Sack Imam ElBayly For Promoting Death

by Drima on April 24, 2007

So says Aisha. Me agrees:

Ayaan Hirsi Ali is a nut job. Yet her clerical detractors never learn: bad press from panting fundamentalists is good press for her. Now, yet another sheikh has joined the ecclesiastical rush to beat the dead Hirsi Ali horse. In the runup to a lecture by Ali at a university near his hometown in Pennsylvania, Imam Fouad ElBayly of the Johnstown Islamic Center had this to say:

She has been identified as one who has defamed the faith. If you come into the faith, you must abide by the laws, and when you decide to defame it deliberately, the sentence is death.

He then goes on to say that of course one shouldn’t expect Ali to be executed in the US; instead, she should be expedited to an Islamic country for trial and sentencing. “Islam is a very merciful religion if you try to understand it,” he says.

His simpering comes too late to be in any way believable; he has already read out Ali’s death sentence. It’s a pathetic gesture at judicial fairness from a man who has appointed himself judge, jury and would-be executioner.

Continue reading here. Go girl!

{ 3 comments… read them below or add one }

1 Andrew Brehm 04.24.07 at 4:30 pm

I don’t understand why there is even a discussion about a death penalty for apostasy.

Is the Islamic faith so weak that a specific punishment is needed for those who no longer believe?

(East Germany needed a border fence and wall to keep people from leaving. The United States require a border fence to keep people from entering.)

Is the god of Islam so powerless that he needs man to carry out punishments for crimes against the god?

(A “god” is not G-d. If the god of Islam is not as powerful as the god I believe in, the god of Islam remains _a god_ rather than the allmighty Himself.)

That “cleric’s” god is apparently not able to punish the apostate Ali within a Christian country. Weird. Is the Christian god so much stronger that he can prevent the Islamic god from acting?

If an alien being looked at the situation, would it conclude that that cleric’s god is all-powerful and forgiving? Would it conclude that that cleric’s god is the same god as the god of the United States and Israel?

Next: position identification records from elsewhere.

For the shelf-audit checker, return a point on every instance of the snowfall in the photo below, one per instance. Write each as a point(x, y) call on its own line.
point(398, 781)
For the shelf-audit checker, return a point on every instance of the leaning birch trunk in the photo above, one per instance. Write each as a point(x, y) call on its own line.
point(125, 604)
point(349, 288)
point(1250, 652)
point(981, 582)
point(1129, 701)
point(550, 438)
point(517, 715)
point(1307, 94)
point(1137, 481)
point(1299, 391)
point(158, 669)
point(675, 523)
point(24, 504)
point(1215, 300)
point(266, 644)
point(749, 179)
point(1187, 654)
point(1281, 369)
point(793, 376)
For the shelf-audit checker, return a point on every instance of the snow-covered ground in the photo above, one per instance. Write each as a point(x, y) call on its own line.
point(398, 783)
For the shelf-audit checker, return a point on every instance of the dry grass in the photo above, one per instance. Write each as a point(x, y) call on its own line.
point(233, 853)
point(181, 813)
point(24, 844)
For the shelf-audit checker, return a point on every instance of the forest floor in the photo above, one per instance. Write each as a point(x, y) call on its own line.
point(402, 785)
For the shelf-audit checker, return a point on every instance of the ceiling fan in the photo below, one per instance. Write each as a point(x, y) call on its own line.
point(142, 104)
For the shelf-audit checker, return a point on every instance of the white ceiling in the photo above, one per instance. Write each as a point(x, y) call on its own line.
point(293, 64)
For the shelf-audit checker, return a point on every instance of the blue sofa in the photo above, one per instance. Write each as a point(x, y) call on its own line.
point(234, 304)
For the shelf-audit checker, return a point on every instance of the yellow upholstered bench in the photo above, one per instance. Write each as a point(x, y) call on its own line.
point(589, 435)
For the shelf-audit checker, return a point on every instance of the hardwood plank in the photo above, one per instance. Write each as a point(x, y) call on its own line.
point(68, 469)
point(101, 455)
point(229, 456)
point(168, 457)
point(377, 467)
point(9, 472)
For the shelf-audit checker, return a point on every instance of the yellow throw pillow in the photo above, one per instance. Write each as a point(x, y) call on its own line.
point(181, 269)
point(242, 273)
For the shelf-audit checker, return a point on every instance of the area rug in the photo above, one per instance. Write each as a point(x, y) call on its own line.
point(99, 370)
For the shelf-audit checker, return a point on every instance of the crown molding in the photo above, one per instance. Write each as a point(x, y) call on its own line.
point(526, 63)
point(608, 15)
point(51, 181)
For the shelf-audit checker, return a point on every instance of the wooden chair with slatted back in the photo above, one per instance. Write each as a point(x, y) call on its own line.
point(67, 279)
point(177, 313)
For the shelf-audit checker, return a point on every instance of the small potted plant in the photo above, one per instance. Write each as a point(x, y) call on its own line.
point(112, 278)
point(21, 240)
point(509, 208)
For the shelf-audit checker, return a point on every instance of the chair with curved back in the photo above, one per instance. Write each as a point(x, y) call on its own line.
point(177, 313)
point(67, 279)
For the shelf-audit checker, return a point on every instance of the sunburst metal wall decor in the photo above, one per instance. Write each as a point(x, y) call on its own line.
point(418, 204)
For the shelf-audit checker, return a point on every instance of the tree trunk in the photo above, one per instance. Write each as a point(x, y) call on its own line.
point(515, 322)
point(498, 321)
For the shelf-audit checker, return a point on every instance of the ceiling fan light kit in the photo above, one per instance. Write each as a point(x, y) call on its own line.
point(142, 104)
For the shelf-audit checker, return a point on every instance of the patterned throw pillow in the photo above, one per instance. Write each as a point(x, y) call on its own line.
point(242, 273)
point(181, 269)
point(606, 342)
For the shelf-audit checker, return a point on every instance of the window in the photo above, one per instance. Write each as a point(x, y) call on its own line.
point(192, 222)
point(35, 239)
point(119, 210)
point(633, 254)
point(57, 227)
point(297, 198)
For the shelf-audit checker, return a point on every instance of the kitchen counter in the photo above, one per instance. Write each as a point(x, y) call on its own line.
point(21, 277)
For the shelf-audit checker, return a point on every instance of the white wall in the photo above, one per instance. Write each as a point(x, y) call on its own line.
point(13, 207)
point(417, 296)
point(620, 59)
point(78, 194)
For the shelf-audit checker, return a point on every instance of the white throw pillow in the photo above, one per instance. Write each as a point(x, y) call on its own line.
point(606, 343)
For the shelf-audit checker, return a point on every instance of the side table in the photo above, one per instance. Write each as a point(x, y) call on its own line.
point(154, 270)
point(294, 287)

Here’s what I think, and it is extreme: that cleric’s god is the god of Al-Qaeda and Hizbullah. It is the god who wants his followers to bomb mosques and synagogues, to kill Jews and Christians and Muslims, to replace traditional Arab monarchies (run by Muhammed’s family no less) with a new government, and to make Islam and all followers of monotheism look like fundamentalist idiots.

That cleric is a pagan. His demands for a human blood sacrifice are pagan. The one true god doesn’t demand human sacrifices.

He attacks Ali not because she is an atheist but because she doesn’t believe in his god. But no good human being does. That she doesn’t believe in the one true god is perhaps unfortunate, but atheism is probably a good defence against falling under the spell of that new paganism.

So… just had to make this rather religious point now.

2 Drima 04.24.07 at 4:51 pm

Hilarious but interesting perspective Andrew :)

3 Andrew Brehm 04.24.07 at 7:03 pm

It’s hilarious, but it’s true, Drima.

Look again at the cartoon protesters and tell me that they are not idolising Muhammed.

Show me a terrorist who blows up, as they often do, a mosque or synagogue, two places (the real) Islam acknowledges as houses of prayer, and tell me that he is more Muslim than pagan.

Show me a “Palestinian” “resistance” fighter who targets children in a kindergarden and explain to me how he follows Muhammed’s teachings rather than the old habit of killing undesired children, which was practiced in pagan Rome.

Explain to me how Ahmadinejad’s call to destroy Israel (the land G-d gave to the Jews) would not affect Jerusalem, the third holiest city of Islam. Is it normal for Muslims to want to destroy holy cities? It is normal for the Iranian pagans.

Look at Saudi-Arabia where tribal law outweighs Islamic law when it comes to marriage and tell me that Arab tribal law is not a pagan relic that Islam sought to replace (for good reason).

In fact you might find, and that is a more general discussion, that many of the more barbaric parts of the Qur’an and Islamic law have been replacing even more barbaric pagan traditions, probably as a compromise.

During the crusades that same paganism called itself Christianity. Now it calls itself Islam. But should I support the notion that a religion based on my own is evil?

Get used to it, Islamic symbolism is now the symbolism of evil, like the crucifix was during the middle ages in Europe at times, like the swastika since the early 20th century.